If you still use older three-digit codes, “you definitely need to be checking your coding books to make sure you’re coding to the highest level of the current year,” Trivett said. “That not only could limit your reimbursements, but sometimes they will be denied because it’s not a valid code anymore.”

Claims should include a procedure code for every service performed for the patient, Weir said. “That alerts the peer reviewers to know that these procedures need to be looked at in a different light than what they’re looking at them now.”

“Incident to” Rules

Physicians should be familiar with Medicare “incident to” requirements, said attorney Cynthia Ransburg-Brown, a partner in the Birmingham office of Sirote & Permutt who specializes in healthcare law. “You can bill a non-physician, or even a physician, as ‘incident to’ another physician,” Ransburg-Brown said.

For example, if a physician orders an injection and a nurse gives the injection, the service can be billed as though the physician provided it.

“The kicker is the doctor has to be in the office,” Ransburg-Brown said. “A lot of people don’t realize that the physician has to be on site — not necessarily in the room, but on site — so that the service can be reimbursed” at the appropriate rate.

“I think a lot of people run afoul of the ‘incident to’ rules, and you just don’t want to have to do a refund or a recoupment from the government. You might as well follow the rules from the get-go.”

Patient Information

Another problem area is out of date or incorrect patient information.

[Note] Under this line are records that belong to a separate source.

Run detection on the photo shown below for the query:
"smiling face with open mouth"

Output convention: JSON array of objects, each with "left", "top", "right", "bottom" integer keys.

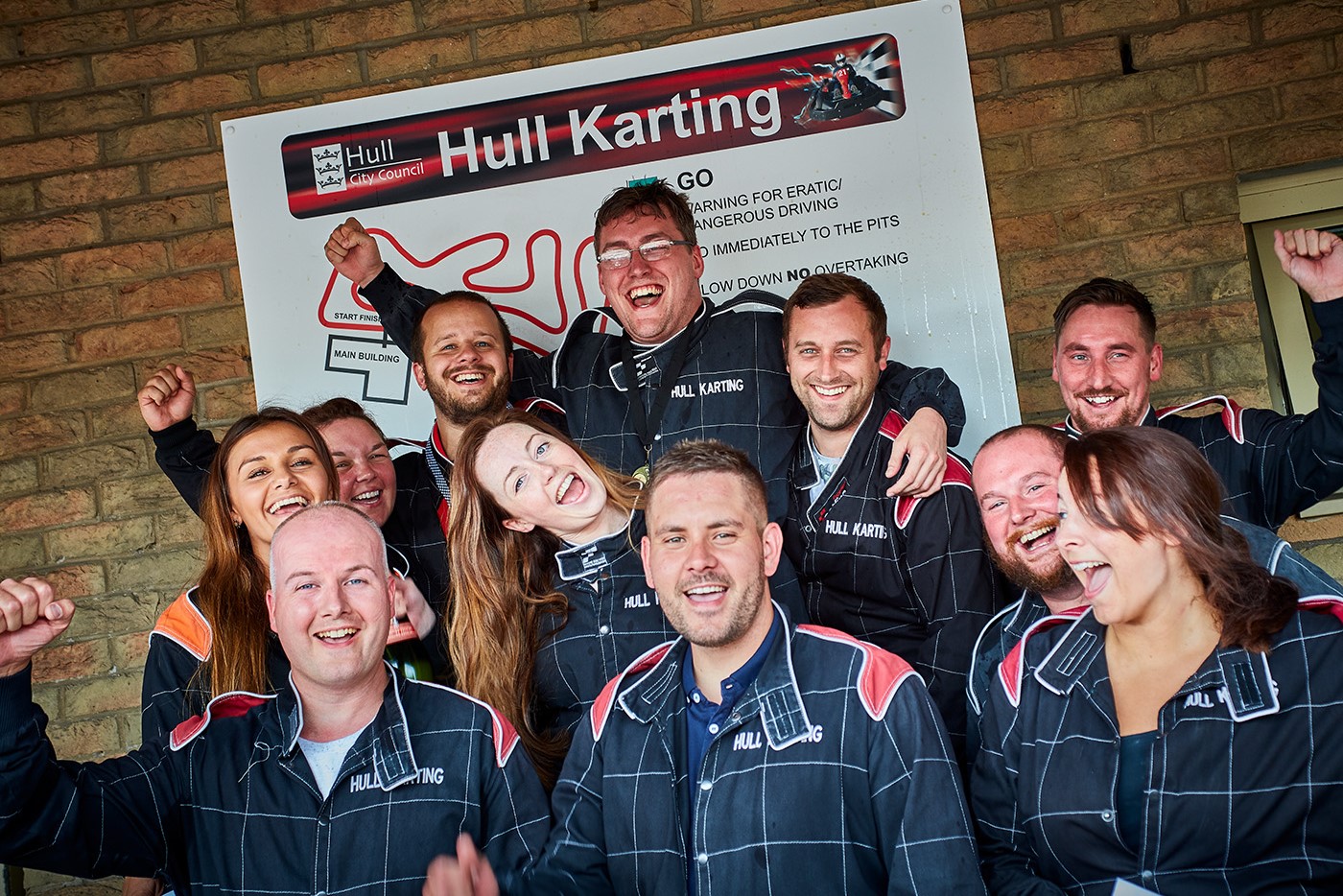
[
  {"left": 319, "top": 416, "right": 396, "bottom": 526},
  {"left": 476, "top": 423, "right": 624, "bottom": 544},
  {"left": 1053, "top": 305, "right": 1162, "bottom": 433},
  {"left": 642, "top": 472, "right": 782, "bottom": 655},
  {"left": 971, "top": 431, "right": 1078, "bottom": 599},
  {"left": 266, "top": 507, "right": 396, "bottom": 698},
  {"left": 1057, "top": 473, "right": 1188, "bottom": 625},
  {"left": 597, "top": 212, "right": 704, "bottom": 345},
  {"left": 223, "top": 422, "right": 333, "bottom": 557},
  {"left": 411, "top": 301, "right": 513, "bottom": 426}
]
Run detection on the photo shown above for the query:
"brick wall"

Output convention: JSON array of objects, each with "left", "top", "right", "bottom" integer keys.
[{"left": 0, "top": 0, "right": 1343, "bottom": 889}]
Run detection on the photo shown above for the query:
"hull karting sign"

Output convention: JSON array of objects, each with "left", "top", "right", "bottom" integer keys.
[{"left": 223, "top": 0, "right": 1018, "bottom": 452}]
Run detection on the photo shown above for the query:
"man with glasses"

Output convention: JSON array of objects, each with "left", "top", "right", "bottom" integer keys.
[{"left": 325, "top": 180, "right": 964, "bottom": 519}]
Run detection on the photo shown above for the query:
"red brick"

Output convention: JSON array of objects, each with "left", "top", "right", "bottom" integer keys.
[
  {"left": 204, "top": 382, "right": 256, "bottom": 420},
  {"left": 0, "top": 182, "right": 37, "bottom": 219},
  {"left": 107, "top": 194, "right": 214, "bottom": 239},
  {"left": 1228, "top": 115, "right": 1343, "bottom": 172},
  {"left": 1060, "top": 0, "right": 1181, "bottom": 37},
  {"left": 994, "top": 212, "right": 1058, "bottom": 255},
  {"left": 171, "top": 227, "right": 238, "bottom": 269},
  {"left": 1003, "top": 37, "right": 1122, "bottom": 87},
  {"left": 979, "top": 135, "right": 1027, "bottom": 175},
  {"left": 0, "top": 57, "right": 88, "bottom": 102},
  {"left": 0, "top": 489, "right": 94, "bottom": 531},
  {"left": 1162, "top": 299, "right": 1260, "bottom": 346},
  {"left": 243, "top": 0, "right": 332, "bottom": 21},
  {"left": 37, "top": 165, "right": 140, "bottom": 208},
  {"left": 0, "top": 258, "right": 57, "bottom": 296},
  {"left": 37, "top": 88, "right": 145, "bottom": 134},
  {"left": 975, "top": 87, "right": 1077, "bottom": 135},
  {"left": 0, "top": 333, "right": 66, "bottom": 376},
  {"left": 75, "top": 317, "right": 181, "bottom": 362},
  {"left": 1181, "top": 180, "right": 1241, "bottom": 222},
  {"left": 988, "top": 168, "right": 1105, "bottom": 216},
  {"left": 135, "top": 342, "right": 251, "bottom": 387},
  {"left": 131, "top": 0, "right": 238, "bottom": 37},
  {"left": 312, "top": 0, "right": 416, "bottom": 51},
  {"left": 420, "top": 0, "right": 527, "bottom": 31},
  {"left": 46, "top": 516, "right": 154, "bottom": 563},
  {"left": 33, "top": 364, "right": 138, "bottom": 410},
  {"left": 1058, "top": 192, "right": 1181, "bottom": 243},
  {"left": 60, "top": 243, "right": 168, "bottom": 286},
  {"left": 0, "top": 134, "right": 98, "bottom": 177},
  {"left": 33, "top": 641, "right": 111, "bottom": 684},
  {"left": 1124, "top": 222, "right": 1245, "bottom": 270},
  {"left": 1132, "top": 13, "right": 1250, "bottom": 71},
  {"left": 365, "top": 34, "right": 471, "bottom": 81},
  {"left": 1077, "top": 66, "right": 1199, "bottom": 115},
  {"left": 1030, "top": 115, "right": 1147, "bottom": 168},
  {"left": 1152, "top": 90, "right": 1277, "bottom": 142},
  {"left": 0, "top": 211, "right": 104, "bottom": 259},
  {"left": 107, "top": 118, "right": 211, "bottom": 161},
  {"left": 0, "top": 383, "right": 26, "bottom": 416},
  {"left": 1260, "top": 0, "right": 1343, "bottom": 40},
  {"left": 61, "top": 675, "right": 140, "bottom": 719},
  {"left": 19, "top": 12, "right": 130, "bottom": 57},
  {"left": 970, "top": 57, "right": 1003, "bottom": 100},
  {"left": 107, "top": 631, "right": 149, "bottom": 669},
  {"left": 149, "top": 71, "right": 252, "bottom": 115},
  {"left": 185, "top": 305, "right": 247, "bottom": 351},
  {"left": 476, "top": 13, "right": 582, "bottom": 60},
  {"left": 121, "top": 270, "right": 225, "bottom": 317},
  {"left": 256, "top": 53, "right": 360, "bottom": 97},
  {"left": 200, "top": 21, "right": 307, "bottom": 66},
  {"left": 91, "top": 40, "right": 196, "bottom": 84},
  {"left": 1203, "top": 38, "right": 1329, "bottom": 93},
  {"left": 1107, "top": 140, "right": 1230, "bottom": 194},
  {"left": 1001, "top": 243, "right": 1128, "bottom": 293},
  {"left": 0, "top": 104, "right": 35, "bottom": 140},
  {"left": 41, "top": 436, "right": 149, "bottom": 486},
  {"left": 966, "top": 10, "right": 1054, "bottom": 57},
  {"left": 591, "top": 0, "right": 693, "bottom": 40},
  {"left": 46, "top": 716, "right": 124, "bottom": 763},
  {"left": 0, "top": 413, "right": 86, "bottom": 460},
  {"left": 1277, "top": 74, "right": 1343, "bottom": 118}
]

“If they do not have the patient’s correct insurance ID number, the claim will not go through,” Trivett said. “A couple of years ago, insurance companies changed from using Social Security numbers” to identify patients, but some practices continue to submit the wrong information on claims.

She recommends that at least once a year, physicians ask each patient to fill out a new information sheet to make sure details such as insurance numbers, address and date of birth are correct.

Also, a physician must obtain an authorization number for a referral if an insurance company requires one. Without that information, the carrier will deny the claim, “and you’ve just performed services for free,” Trivett said.

Fee Schedules
When the time comes for partners to discuss the annual budget for their practice, Ransburg-Brown recommends reviewing the Medicare physician fee schedule proposed for the next year.

“Look at the key codes the office uses to see whether or not there is a significant reduction planned for your key services for the next year,” she said. “It makes a big difference, like with some of the radiology services that were cut significantly in ’07.

“If you made plans to do something different in your office — add a new staff member, do some sort of expansion — and the government has cut significantly some of your major codes, you need to be prepared for that.”